Simple version of asymmetric encryption

Question

I'm searching for an example of a simple, asymmetric encryption algorithm, which could be used to present someone, who is not fluid in maths, how asymmetric encryption works. An obvious example of asymmetric encryption algorithm is RSA, but this algorithm requires far more knowledge than an average person might have.

A trivial example might be f(x, pub) = x * pub = c and g(c, priv) = c * priv = x, under assumption, that priv = 1 / pub.

However, this example is trivial, because pub and priv are directly related to one another and having public key you can easily derive private one. And frankly, this is actually symmetric algorithm stretched to look like asymmetric rather than truly asymmetric.

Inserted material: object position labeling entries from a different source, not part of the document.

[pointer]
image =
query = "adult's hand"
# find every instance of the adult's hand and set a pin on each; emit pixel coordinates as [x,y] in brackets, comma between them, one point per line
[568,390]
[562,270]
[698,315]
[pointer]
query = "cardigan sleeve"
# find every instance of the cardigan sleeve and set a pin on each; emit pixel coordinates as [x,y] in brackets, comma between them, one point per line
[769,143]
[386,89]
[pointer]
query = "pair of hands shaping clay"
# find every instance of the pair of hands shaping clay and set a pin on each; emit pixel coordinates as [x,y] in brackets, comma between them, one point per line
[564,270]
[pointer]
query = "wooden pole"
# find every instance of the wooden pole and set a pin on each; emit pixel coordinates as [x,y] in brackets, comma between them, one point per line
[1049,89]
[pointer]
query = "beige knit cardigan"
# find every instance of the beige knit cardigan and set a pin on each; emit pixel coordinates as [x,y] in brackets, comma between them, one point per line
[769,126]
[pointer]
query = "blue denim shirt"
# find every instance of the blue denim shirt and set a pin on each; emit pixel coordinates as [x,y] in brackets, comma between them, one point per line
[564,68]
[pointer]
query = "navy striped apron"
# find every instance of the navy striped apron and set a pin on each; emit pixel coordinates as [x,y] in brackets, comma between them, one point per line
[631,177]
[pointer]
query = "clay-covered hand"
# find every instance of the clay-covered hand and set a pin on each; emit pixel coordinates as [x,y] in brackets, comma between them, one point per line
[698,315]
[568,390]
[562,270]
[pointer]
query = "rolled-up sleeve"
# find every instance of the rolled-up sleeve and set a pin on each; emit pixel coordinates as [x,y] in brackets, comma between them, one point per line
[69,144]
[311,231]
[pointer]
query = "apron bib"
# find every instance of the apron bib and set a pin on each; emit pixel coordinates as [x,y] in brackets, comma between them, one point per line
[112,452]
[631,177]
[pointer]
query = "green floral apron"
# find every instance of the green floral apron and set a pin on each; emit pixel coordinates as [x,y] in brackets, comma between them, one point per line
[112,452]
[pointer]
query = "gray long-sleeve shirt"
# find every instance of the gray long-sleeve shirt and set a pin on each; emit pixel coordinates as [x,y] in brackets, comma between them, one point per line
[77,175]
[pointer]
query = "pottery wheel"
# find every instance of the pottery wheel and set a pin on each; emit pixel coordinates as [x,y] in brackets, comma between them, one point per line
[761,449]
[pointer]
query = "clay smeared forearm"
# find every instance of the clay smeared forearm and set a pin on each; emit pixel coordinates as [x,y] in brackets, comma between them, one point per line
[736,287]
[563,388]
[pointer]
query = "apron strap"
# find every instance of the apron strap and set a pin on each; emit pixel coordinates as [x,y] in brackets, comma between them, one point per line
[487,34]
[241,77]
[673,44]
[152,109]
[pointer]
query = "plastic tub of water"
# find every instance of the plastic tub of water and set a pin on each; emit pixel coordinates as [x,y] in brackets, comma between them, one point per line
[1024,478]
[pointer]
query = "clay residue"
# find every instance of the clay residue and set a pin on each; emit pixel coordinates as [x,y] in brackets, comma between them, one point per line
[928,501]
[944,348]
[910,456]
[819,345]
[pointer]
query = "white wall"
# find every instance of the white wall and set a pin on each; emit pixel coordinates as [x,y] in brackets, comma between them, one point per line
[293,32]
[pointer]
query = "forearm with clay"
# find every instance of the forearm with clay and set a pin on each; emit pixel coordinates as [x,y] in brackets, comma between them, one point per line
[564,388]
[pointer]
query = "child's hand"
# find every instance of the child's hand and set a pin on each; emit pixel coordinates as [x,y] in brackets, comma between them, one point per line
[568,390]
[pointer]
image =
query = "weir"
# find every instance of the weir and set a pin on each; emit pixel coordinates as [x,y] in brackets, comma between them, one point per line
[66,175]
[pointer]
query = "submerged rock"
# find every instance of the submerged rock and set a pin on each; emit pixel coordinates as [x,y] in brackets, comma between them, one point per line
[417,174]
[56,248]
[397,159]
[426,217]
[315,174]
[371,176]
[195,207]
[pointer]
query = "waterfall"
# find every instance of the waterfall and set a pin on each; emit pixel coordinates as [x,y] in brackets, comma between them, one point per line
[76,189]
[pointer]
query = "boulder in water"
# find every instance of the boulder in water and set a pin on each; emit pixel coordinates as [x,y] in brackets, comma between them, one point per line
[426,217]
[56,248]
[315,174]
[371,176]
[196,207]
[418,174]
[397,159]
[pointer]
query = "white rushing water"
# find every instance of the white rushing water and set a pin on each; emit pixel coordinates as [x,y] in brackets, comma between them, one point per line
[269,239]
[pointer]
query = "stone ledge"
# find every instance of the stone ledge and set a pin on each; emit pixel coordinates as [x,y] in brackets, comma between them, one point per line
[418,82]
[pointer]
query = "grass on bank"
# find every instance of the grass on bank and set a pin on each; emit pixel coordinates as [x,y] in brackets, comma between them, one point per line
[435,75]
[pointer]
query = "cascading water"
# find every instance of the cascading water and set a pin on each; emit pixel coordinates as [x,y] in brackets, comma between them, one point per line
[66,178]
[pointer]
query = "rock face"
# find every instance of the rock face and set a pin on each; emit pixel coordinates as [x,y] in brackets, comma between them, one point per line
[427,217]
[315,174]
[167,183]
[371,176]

So I'm searching for a demo asymmetric encryption algorithm, which:

• Requires minimum mathematical knowledge to understand fully (in contrast to RSA, where you have to understand chinese rest theorem, small Fermat's theorem, modulo calculus etc.)
• Is nontrivial (eg. having public key and cipher you cannot easily find the private key or plaintext and by easily I mean eg. a simple formula)
• Does not have to be secure (eg. bruteforce attacks may be easy to perform)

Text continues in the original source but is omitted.